また吉村洋文知事が、「大阪市立大学でおこなわれた抗体検査では(感染率が)1%で、府民に換算すると第1波では88000人。これを1カ月換算すると1日3000人、2カ月としても1日1500人が感染していたことになる。(現在の感染者数は)第1波でキャッチできていなかった数が、可視化されたのだろうか?」と質問。
これに対し朝野教授は、「PCR検査の数が増えると患者は増えますし、無症状・軽症の若い陽性者が増えると、相対的にお年を召した方の割合が減っているように見える。PCR検査を積極的にやったことで、軽症・無症状の人を拾い出したのかもしれない」と回答した。
さらに、「発病してから2週間遅れて重症化が起こるので、おそらくこれから増えてくると思うのですが、医療現場感覚では、第1波の3月末くらいのように重症患者がどんどん来る状況ではない」と現状を説明した朝野教授。

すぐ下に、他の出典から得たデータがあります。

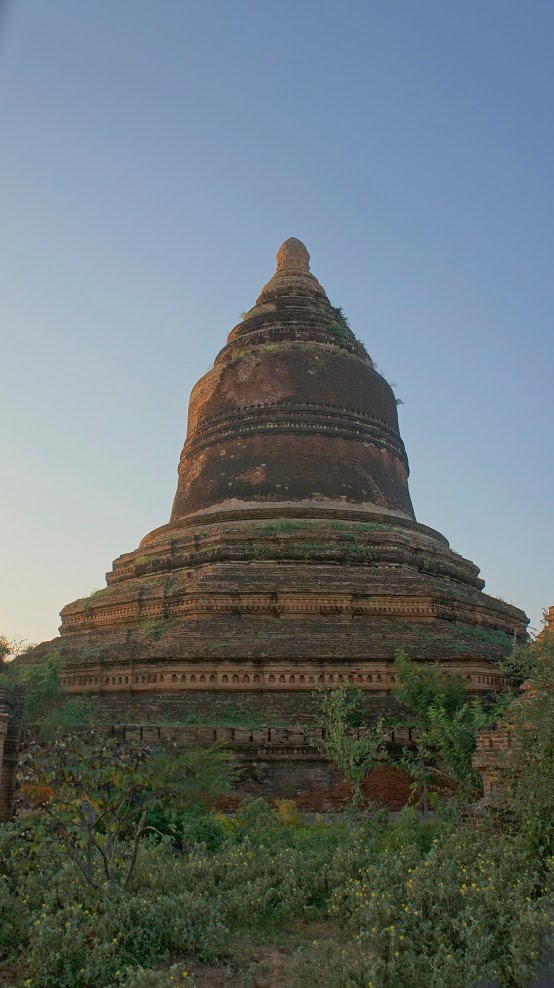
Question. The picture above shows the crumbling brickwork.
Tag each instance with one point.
(292, 559)
(282, 763)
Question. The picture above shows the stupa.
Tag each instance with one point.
(292, 558)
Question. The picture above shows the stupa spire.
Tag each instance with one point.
(293, 275)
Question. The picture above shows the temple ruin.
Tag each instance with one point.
(292, 559)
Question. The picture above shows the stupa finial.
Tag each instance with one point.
(293, 275)
(292, 256)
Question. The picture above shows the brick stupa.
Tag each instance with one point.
(292, 558)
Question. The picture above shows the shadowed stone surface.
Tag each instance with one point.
(292, 558)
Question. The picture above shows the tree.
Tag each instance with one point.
(444, 724)
(526, 778)
(93, 796)
(10, 648)
(354, 751)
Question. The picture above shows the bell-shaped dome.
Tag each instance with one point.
(293, 409)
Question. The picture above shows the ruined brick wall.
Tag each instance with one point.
(488, 759)
(282, 763)
(279, 707)
(12, 705)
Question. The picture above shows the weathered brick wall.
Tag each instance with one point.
(488, 759)
(11, 731)
(278, 707)
(281, 763)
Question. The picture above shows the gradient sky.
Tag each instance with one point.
(153, 157)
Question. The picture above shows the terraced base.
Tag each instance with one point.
(249, 598)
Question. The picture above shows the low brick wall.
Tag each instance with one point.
(281, 763)
(488, 759)
(12, 708)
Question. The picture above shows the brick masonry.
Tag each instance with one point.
(282, 763)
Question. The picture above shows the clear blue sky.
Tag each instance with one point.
(154, 155)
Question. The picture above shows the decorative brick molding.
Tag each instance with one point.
(282, 763)
(12, 708)
(292, 559)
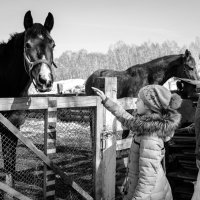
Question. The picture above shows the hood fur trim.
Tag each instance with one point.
(155, 124)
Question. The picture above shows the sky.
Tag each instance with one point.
(95, 25)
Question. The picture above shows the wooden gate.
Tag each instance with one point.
(51, 104)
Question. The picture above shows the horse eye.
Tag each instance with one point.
(28, 46)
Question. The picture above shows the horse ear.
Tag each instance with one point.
(28, 20)
(187, 53)
(49, 22)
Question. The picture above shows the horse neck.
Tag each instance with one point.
(15, 75)
(167, 66)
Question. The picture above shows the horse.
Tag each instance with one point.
(156, 71)
(26, 58)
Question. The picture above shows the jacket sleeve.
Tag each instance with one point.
(149, 163)
(118, 111)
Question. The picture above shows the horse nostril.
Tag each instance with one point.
(41, 80)
(49, 84)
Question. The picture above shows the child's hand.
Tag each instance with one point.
(99, 93)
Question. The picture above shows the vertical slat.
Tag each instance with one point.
(50, 147)
(109, 86)
(97, 162)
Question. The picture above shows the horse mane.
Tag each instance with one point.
(155, 64)
(13, 44)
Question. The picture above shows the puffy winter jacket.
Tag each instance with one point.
(146, 179)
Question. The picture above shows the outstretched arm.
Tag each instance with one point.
(118, 111)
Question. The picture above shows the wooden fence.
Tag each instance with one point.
(104, 150)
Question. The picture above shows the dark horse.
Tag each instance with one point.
(157, 71)
(26, 58)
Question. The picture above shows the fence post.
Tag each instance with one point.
(50, 147)
(109, 86)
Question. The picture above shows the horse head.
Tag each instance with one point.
(188, 69)
(189, 78)
(38, 52)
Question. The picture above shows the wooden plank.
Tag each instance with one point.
(31, 103)
(123, 144)
(128, 103)
(50, 147)
(24, 103)
(97, 164)
(12, 192)
(109, 151)
(43, 157)
(76, 101)
(109, 167)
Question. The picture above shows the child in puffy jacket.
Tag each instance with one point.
(153, 124)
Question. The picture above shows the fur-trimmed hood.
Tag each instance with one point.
(155, 124)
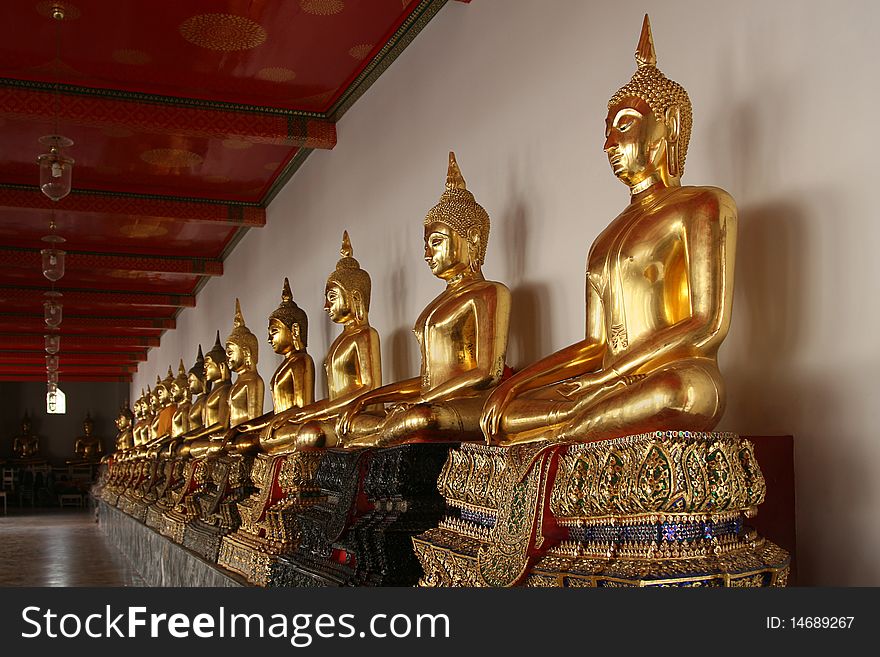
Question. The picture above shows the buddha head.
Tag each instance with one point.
(347, 294)
(241, 345)
(216, 367)
(288, 325)
(648, 124)
(456, 230)
(195, 378)
(180, 385)
(125, 417)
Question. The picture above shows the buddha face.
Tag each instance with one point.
(280, 336)
(445, 251)
(635, 141)
(212, 369)
(235, 356)
(336, 304)
(194, 383)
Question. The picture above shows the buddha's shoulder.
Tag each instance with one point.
(705, 197)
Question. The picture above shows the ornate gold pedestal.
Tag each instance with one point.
(660, 509)
(268, 517)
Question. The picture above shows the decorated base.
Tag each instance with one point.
(268, 517)
(360, 533)
(659, 509)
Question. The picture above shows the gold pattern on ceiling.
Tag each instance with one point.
(132, 57)
(224, 32)
(322, 7)
(276, 74)
(71, 12)
(174, 158)
(361, 50)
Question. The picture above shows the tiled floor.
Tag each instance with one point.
(56, 547)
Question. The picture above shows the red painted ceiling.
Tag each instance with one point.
(186, 118)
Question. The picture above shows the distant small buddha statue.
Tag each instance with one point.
(180, 397)
(659, 292)
(163, 409)
(293, 384)
(124, 425)
(215, 408)
(353, 364)
(245, 395)
(26, 445)
(462, 335)
(87, 448)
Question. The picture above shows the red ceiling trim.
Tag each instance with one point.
(102, 321)
(95, 203)
(34, 355)
(31, 259)
(96, 340)
(100, 297)
(19, 103)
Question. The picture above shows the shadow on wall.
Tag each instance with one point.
(529, 327)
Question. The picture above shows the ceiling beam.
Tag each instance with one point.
(11, 294)
(31, 259)
(25, 100)
(27, 199)
(93, 320)
(80, 354)
(21, 340)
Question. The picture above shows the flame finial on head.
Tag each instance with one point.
(645, 54)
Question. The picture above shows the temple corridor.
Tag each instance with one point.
(59, 548)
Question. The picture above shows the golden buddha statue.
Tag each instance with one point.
(124, 422)
(26, 445)
(163, 409)
(659, 292)
(180, 397)
(87, 448)
(353, 364)
(245, 396)
(215, 409)
(462, 334)
(199, 387)
(293, 384)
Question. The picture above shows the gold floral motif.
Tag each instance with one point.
(360, 51)
(276, 74)
(172, 158)
(223, 32)
(322, 7)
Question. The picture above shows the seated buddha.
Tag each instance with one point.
(352, 365)
(293, 383)
(87, 448)
(245, 396)
(125, 435)
(215, 409)
(462, 337)
(659, 292)
(26, 445)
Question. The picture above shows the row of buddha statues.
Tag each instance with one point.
(659, 293)
(659, 288)
(87, 448)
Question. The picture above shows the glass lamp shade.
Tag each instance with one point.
(52, 309)
(56, 169)
(53, 263)
(53, 343)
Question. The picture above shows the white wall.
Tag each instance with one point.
(784, 97)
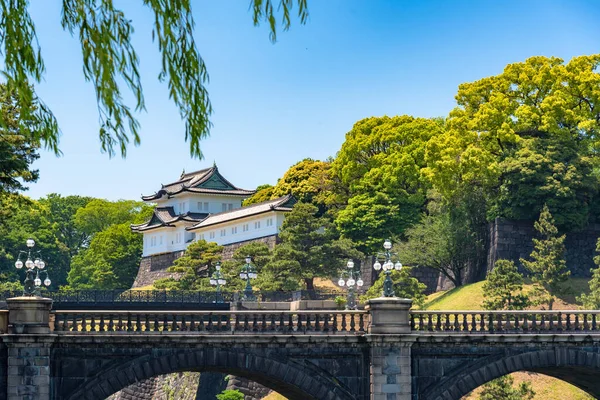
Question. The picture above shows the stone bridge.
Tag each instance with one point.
(386, 352)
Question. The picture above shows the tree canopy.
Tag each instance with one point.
(547, 263)
(111, 64)
(19, 143)
(380, 163)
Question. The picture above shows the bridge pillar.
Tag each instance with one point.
(390, 338)
(28, 344)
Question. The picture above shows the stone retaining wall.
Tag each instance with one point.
(512, 240)
(155, 267)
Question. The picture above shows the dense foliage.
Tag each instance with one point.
(194, 267)
(547, 263)
(503, 288)
(591, 301)
(405, 286)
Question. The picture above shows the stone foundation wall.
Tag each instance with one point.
(155, 267)
(512, 240)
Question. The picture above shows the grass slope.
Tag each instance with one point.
(470, 297)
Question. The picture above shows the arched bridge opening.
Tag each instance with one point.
(579, 367)
(294, 379)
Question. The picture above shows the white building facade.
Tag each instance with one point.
(204, 205)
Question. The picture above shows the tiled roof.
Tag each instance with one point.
(207, 180)
(165, 216)
(284, 203)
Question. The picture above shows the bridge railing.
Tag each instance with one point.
(506, 321)
(211, 322)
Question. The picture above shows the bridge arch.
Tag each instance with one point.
(293, 379)
(578, 367)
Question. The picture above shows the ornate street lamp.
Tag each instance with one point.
(387, 266)
(248, 273)
(217, 280)
(352, 280)
(35, 266)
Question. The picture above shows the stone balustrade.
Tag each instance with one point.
(211, 322)
(500, 322)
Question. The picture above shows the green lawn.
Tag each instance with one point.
(470, 297)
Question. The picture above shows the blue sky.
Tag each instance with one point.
(276, 104)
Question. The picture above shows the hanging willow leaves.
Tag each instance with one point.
(109, 60)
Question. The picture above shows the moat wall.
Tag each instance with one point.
(512, 240)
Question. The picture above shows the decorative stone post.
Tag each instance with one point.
(391, 340)
(29, 315)
(29, 342)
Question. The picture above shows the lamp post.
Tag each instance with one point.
(217, 280)
(352, 280)
(248, 273)
(388, 266)
(35, 266)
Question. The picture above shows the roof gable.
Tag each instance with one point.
(208, 181)
(283, 204)
(216, 181)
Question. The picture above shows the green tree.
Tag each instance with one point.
(310, 246)
(110, 62)
(111, 261)
(263, 193)
(23, 218)
(547, 266)
(405, 286)
(591, 301)
(380, 164)
(61, 213)
(229, 394)
(310, 181)
(524, 138)
(19, 144)
(195, 266)
(260, 255)
(503, 389)
(503, 288)
(99, 214)
(439, 241)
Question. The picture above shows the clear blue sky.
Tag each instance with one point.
(276, 104)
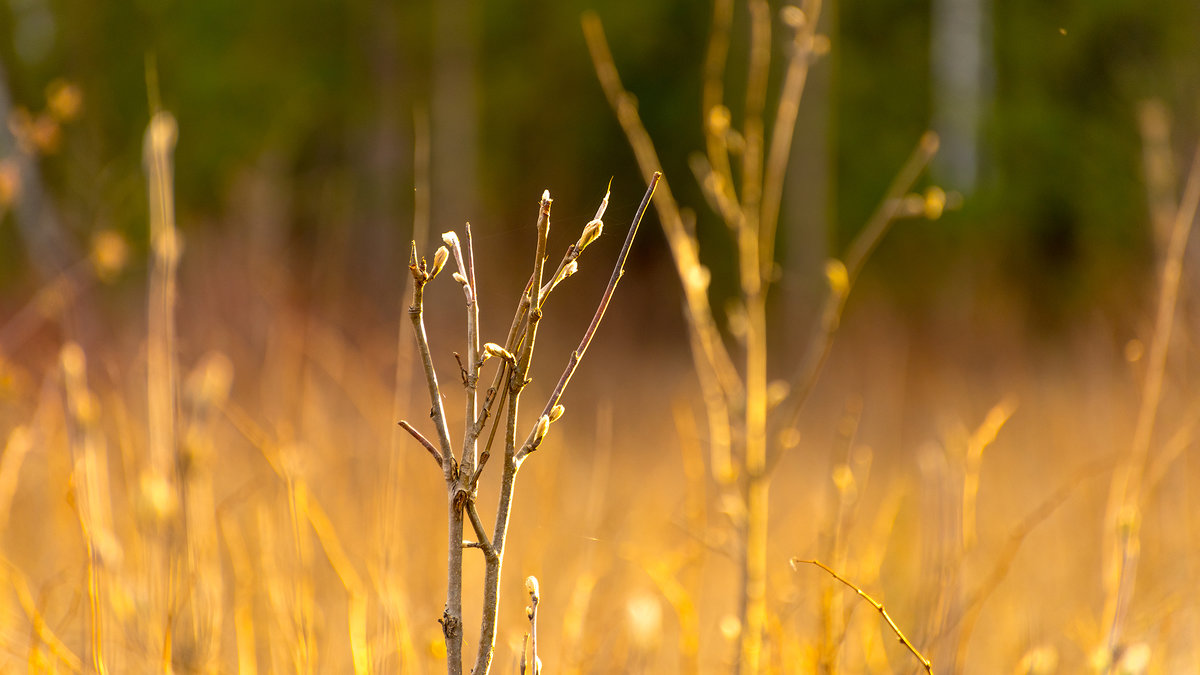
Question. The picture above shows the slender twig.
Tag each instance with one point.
(423, 441)
(415, 312)
(785, 123)
(531, 663)
(618, 270)
(876, 604)
(1125, 494)
(856, 256)
(1003, 561)
(477, 524)
(451, 617)
(684, 248)
(516, 383)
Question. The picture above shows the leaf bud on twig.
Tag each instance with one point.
(568, 269)
(439, 261)
(838, 276)
(493, 350)
(540, 431)
(591, 233)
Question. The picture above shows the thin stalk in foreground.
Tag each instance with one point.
(514, 457)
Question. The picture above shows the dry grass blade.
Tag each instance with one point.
(876, 604)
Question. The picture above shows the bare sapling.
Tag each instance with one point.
(751, 419)
(514, 358)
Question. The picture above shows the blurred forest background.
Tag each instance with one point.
(298, 124)
(305, 133)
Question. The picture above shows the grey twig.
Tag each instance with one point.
(421, 440)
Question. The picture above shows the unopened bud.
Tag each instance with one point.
(838, 276)
(935, 202)
(543, 428)
(568, 269)
(591, 233)
(439, 261)
(493, 350)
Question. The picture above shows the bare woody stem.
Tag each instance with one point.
(517, 380)
(451, 616)
(877, 605)
(513, 457)
(605, 299)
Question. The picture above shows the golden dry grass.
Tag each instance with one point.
(960, 482)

その理由について、「重症化しやすい人が外出を控えたり、手洗いやマスクをするなど、自衛で対策をしっかりしているためだと思う。これは世界的な傾向で、高齢者が自衛されて死亡率が下がってきている。また、重症化しても死亡が増えないのは、医療現場としてある程度は治療が慣れ、診療技術が上がってきているのも事実」と話した。
今後の課題は、「中等症の方が増えてくるので、中等症のベッドを充実させること。そして重症化すればすぐに治療経験のある病院で治療する、という循環を大阪府として回してほしい」と、吉村洋文知事へ嘆願。さらに府民の行動についても、「ブレーキをかける必要がある」と指摘した。
今後府では、検査体制を2500検体へ拡充、また宿泊療養については8月末までに1200床を確保、医療病床についても段階ごとに確保していく方針。また、感染拡大へのブレーキとして8月1日から20日まで、府民に対して5人以上の宴会・飲み会を控えるよう要請がおこなわれる。